A grande questão aqui é “como continuar o processo iniciatório se a primeira etapa não foi concluída, ou foi mal concluída?” Mais interessante ainda é afirmar que a mãe com quem precisamos romper não é a pessoa real, mas a mãe interna, que fomos criando e que, mesmo distante da mãe “física”, continua a fazer seu papel.

Tanta gente em nossa sociedade hoje não sai da primeira fase. As que talvez consigam se separar, ainda se prendem na segunda etapa da iniciação. Outras, nem conseguem chegar na segunda, por tudo o que ouviu ou acredita sobre o pai. Como se aproximar de alguém que, no fundo, não admiramos? Homer Simpson é um ótimo exemplo de como nossa sociedade vê os pais. Marge é um ótimo exemplo de como ainda estamos, em geral, parados na primeira fase da iniciação.E inverta a primeira fase com a segunda e talvez poderíamos falar da iniciação feminina?

Eu poderia continuar falando das outras 3 fases, mas, honestamente, acho difícil. Encontrei mães masculinas, mentores, mas somente em alguns setores da vida. Tive um ótimo mentor no que se trata de escrever literatura. Nesse sentido, passei pela terceira fase e saí, feliz, pronto para a quarta. Tive um ótimo mentor espiritual, porém, esse setor às vezes parece perdido, precisando de cuidados. No trabalho, tive ótimos mentores e pude, inclusive, trabalhar com um deles, pessoa/mentor que admiro profundamente, grande mãe masculina.
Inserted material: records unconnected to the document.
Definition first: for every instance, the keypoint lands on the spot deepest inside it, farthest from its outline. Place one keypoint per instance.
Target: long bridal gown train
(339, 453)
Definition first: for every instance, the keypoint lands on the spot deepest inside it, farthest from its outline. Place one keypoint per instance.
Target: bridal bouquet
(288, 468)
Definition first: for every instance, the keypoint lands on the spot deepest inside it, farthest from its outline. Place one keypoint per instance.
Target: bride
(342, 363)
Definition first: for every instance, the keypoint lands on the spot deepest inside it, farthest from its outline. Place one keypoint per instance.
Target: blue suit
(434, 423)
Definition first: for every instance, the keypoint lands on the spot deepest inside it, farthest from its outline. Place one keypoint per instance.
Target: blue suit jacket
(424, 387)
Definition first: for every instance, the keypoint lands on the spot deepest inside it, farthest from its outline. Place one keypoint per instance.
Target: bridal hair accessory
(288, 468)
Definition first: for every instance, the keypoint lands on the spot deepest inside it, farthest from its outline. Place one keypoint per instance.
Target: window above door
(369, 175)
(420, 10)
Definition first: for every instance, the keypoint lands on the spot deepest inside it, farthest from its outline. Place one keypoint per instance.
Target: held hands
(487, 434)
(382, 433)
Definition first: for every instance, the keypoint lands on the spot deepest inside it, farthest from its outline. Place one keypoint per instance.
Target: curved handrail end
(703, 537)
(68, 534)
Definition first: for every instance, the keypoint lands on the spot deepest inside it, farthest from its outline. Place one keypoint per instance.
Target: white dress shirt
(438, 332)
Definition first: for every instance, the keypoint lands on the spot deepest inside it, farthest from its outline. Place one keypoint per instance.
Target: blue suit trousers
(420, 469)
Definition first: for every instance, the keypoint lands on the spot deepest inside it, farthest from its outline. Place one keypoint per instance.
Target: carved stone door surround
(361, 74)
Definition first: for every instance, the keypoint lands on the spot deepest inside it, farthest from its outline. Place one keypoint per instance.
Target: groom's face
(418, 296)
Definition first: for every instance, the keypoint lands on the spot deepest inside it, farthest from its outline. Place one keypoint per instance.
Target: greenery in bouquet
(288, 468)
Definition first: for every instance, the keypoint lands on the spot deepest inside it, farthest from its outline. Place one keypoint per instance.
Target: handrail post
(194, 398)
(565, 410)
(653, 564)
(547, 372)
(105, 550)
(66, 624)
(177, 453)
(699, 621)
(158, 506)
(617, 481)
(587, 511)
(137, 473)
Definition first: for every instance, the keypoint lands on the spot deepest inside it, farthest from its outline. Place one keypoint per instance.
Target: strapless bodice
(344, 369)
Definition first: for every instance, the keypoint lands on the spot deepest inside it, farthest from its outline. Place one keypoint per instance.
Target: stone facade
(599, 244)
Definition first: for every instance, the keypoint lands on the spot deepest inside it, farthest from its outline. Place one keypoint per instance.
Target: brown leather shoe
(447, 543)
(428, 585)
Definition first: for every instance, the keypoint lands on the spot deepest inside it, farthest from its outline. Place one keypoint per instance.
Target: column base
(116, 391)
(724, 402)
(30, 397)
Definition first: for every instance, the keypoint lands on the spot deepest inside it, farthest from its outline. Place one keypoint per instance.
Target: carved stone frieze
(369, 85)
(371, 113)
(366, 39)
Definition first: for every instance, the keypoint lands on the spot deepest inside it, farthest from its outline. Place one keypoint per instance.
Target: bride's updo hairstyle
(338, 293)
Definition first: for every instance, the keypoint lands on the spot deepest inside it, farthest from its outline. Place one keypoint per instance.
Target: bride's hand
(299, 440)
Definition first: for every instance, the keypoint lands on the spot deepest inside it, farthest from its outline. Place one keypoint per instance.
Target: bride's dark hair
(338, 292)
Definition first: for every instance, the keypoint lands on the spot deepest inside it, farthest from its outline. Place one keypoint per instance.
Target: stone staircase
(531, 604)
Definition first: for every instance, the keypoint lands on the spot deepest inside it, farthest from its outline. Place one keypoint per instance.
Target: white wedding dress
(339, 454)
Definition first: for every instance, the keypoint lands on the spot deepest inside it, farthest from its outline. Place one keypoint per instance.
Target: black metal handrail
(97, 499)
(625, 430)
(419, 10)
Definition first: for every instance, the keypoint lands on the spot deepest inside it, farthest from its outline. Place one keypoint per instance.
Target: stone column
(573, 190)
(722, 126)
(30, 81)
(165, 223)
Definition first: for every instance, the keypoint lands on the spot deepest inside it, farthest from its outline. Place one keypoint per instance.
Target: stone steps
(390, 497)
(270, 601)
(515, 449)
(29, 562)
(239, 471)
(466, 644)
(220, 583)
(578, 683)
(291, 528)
Contudo, ainda sinto-me em pedaços, com partes minhas presas na primeira fase da iniciação, outras pulando a segunda e só agora acordando para a importância da figura paterna, outras, como citado acima, vivendo plenamente a terceira fase. Como chegar, então, às quarta e quinta fases assim, em pedaços? Esse caminho, descrito neste blog, resume-se, de certa maneira, a esse processo iniciatório, a essa busca pelo gole das águas do deus, o que me colocará em contato pleno com minhas próprias energias femininas (quinta fase). Tudo o que preciso aprender, que tenho aprendido, leva-me à quarta fase da iniciação de forma completa. Enquanto isso, porém, preciso repetir uma das frases de Robert Bly: “Nossa sociedade produz muitos meninos, mas poucos homens.” E continuo, em minha jornada, no caminho de me tornar homem e deixar para trás o menino.